La Corte Costituzionale, nella sentenza 112 del 17/07/2025, ha dichiarato l’illegittimità costituzionale dell’art. 8, comma 2, del decreto legislativo 30 dicembre 1992, n. 504 (Riordino della finanza degli enti territoriali, a norma dell’articolo 4 della legge 23 ottobre 1992, n. 421), come modificato dall’art. 1, comma 173, lettera b), della legge 27 dicembre 2006, n. 296, recante «Disposizioni per la formazione del bilancio annuale e pluriennale dello Stato, (legge finanziaria 2007)», nella parte in cui stabilisce che «[p]er abitazione principale si intende quella nella quale il contribuente, che la possiede a titolo di proprietà, usufrutto o altro diritto reale, e i suoi familiari dimorano abitualmente», anziché «[p]er abitazione principale si intende quella nella quale il contribuente, che la possiede a titolo di proprietà usufrutto o altro diritto reale, dimora abitualmente».
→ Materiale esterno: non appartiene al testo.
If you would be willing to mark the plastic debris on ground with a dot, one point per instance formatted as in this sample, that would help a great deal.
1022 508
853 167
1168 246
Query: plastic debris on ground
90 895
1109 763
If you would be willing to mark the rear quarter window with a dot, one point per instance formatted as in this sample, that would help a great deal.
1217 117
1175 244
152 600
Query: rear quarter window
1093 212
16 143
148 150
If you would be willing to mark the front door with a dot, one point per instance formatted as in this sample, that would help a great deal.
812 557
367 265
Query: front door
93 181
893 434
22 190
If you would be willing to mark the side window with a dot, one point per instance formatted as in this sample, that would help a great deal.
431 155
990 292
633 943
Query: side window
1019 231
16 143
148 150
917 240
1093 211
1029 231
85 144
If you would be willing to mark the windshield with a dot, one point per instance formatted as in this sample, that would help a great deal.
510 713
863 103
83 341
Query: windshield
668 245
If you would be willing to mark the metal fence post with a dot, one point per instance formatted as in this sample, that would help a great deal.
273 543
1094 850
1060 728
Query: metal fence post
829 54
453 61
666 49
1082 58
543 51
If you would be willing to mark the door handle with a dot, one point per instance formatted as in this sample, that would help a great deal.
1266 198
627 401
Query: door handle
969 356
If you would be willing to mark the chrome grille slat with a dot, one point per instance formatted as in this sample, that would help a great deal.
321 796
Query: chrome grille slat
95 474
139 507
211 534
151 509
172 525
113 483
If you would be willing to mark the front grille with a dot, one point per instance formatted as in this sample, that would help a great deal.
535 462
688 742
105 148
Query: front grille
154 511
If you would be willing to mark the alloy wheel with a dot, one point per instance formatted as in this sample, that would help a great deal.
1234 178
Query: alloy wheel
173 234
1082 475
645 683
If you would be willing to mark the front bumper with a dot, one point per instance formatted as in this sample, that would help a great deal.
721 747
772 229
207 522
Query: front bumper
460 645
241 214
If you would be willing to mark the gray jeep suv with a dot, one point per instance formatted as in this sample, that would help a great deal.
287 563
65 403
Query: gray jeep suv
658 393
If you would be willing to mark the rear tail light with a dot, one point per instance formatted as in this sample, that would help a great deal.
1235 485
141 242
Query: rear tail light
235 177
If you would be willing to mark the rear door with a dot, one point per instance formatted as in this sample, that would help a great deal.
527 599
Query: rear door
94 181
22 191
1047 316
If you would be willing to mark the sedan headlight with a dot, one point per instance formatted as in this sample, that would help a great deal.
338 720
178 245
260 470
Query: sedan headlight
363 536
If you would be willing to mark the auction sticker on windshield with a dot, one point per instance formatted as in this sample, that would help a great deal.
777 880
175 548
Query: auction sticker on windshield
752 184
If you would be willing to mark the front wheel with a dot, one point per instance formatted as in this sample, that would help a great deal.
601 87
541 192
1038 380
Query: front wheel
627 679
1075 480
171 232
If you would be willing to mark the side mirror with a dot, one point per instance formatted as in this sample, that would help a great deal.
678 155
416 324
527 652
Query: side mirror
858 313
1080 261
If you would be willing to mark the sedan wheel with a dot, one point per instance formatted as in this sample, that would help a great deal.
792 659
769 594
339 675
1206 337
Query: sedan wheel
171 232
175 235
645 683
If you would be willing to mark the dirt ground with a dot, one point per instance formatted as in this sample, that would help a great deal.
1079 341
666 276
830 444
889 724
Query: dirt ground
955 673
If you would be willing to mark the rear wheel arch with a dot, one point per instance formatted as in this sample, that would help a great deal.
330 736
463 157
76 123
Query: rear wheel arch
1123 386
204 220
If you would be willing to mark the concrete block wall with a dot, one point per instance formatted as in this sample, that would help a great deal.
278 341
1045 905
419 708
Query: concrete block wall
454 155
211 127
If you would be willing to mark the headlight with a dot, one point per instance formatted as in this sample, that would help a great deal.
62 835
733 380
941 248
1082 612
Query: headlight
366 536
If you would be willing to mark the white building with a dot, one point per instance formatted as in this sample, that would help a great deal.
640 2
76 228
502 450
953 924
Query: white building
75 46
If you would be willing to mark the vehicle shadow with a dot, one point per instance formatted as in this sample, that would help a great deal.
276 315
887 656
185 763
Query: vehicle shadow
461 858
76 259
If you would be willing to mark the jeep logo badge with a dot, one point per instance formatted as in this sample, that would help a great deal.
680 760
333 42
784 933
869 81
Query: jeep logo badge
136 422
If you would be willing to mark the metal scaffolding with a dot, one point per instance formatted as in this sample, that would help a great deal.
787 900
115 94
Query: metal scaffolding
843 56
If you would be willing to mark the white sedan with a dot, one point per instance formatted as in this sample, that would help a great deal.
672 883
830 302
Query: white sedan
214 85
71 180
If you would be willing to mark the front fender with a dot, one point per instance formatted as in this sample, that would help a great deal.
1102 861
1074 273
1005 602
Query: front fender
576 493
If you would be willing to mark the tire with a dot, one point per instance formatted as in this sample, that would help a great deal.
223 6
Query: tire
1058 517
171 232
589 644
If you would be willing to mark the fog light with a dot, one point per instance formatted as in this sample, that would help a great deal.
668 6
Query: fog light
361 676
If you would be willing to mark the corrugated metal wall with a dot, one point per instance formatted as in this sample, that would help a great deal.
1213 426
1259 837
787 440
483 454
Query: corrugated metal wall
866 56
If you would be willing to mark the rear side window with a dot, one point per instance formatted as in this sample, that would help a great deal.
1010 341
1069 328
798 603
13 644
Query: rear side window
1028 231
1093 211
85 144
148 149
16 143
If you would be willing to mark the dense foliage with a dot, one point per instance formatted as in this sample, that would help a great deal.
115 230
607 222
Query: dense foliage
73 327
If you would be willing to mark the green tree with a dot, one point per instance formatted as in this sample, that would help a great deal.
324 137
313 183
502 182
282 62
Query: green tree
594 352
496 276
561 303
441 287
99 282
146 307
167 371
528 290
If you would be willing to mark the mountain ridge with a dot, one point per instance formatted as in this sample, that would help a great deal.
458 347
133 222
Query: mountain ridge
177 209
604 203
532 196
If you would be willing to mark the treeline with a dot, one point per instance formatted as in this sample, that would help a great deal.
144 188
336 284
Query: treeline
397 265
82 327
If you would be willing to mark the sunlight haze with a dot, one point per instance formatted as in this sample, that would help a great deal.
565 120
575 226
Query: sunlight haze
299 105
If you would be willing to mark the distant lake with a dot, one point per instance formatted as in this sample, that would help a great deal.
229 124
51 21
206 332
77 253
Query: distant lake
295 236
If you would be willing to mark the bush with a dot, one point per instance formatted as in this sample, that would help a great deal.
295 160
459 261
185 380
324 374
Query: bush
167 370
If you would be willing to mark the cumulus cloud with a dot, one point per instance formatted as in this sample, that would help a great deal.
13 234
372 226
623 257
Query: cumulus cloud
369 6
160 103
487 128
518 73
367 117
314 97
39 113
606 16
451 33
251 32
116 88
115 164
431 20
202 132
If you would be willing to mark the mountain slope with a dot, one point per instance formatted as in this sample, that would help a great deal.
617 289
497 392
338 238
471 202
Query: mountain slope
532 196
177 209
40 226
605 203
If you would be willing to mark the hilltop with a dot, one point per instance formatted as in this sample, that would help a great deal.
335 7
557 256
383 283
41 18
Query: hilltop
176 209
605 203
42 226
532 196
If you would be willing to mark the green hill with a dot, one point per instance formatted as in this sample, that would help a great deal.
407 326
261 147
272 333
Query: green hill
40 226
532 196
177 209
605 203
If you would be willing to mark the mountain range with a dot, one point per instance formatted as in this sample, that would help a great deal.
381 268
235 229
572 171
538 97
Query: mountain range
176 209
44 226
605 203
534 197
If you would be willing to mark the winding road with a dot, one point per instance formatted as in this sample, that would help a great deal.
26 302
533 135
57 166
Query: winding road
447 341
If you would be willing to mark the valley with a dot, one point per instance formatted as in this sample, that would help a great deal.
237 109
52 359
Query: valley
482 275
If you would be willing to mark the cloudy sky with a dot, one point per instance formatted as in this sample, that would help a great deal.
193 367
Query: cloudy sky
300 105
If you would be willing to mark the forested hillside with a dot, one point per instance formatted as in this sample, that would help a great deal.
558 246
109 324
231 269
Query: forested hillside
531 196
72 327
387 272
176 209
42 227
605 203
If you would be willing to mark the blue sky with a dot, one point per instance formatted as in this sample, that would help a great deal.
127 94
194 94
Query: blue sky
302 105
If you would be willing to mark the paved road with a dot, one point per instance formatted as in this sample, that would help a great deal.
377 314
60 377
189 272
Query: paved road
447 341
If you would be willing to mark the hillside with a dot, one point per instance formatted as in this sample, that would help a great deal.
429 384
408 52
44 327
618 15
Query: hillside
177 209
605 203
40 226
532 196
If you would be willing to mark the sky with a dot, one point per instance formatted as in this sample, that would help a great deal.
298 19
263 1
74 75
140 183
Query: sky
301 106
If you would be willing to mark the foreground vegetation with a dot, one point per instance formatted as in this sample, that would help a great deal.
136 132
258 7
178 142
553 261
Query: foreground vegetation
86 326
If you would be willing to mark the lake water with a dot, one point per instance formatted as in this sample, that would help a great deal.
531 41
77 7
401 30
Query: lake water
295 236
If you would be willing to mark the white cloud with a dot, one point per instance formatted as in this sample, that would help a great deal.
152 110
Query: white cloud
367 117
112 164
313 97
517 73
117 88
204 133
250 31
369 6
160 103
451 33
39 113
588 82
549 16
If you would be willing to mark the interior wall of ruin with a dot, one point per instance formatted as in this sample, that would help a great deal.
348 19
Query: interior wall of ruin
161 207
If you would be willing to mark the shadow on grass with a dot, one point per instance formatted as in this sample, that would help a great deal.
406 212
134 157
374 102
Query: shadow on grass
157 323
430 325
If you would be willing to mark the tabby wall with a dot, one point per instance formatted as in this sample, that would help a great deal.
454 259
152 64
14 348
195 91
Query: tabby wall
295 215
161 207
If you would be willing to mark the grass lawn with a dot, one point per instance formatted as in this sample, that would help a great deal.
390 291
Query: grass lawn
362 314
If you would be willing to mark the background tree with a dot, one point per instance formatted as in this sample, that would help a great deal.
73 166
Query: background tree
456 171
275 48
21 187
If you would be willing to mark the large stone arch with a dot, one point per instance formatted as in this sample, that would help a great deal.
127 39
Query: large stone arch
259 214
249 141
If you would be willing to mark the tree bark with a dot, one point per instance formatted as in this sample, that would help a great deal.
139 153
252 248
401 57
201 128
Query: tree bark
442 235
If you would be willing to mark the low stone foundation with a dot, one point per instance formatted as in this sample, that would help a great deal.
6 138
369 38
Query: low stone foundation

Ricordiamo che era stata la Corte di Cassazione, con due ordinanze del 15 ottobre 2024, specificamente n. 244 e n. 245, a sollevare questioni di legittimità costituzionale per contrasto con gli artt. 3, 29, 31 e 53, primo comma, della Costituzione, nella parte in cui – nel subordinare l’esenzione di cui all’art. 1, comma 1, del decreto-legge 27 maggio 2008, n. 93, recante «Disposizioni urgenti per salvaguardare il potere di acquisto delle famiglie», convertito, con modificazioni, nella legge 24 luglio 2008, n. 126 (secondo cui è esclusa dall’imposta comunale sugli immobili di cui al d.lgs. n. 504 del 1992, l’unità immobiliare adibita ad abitazione principale del soggetto passivo, per tale intendendosi quella considerata tale ai sensi del medesimo d.lgs. n. 504 del 1992) all’essere l’immobile adibito ad abitazione principale, «intendendosi per tale, salvo prova contraria, quella di residenza anagrafica» – stabilisce che «[p]er abitazione principale si intende quella nella quale il contribuente, che la possiede a titolo di proprietà, usufrutto o altro diritto reale, e i suoi familiari, dimorano abitualmente», anziché «quella nella quale il contribuente, che la possiede a titolo di proprietà usufrutto o altro diritto reale, dimora abitualmente».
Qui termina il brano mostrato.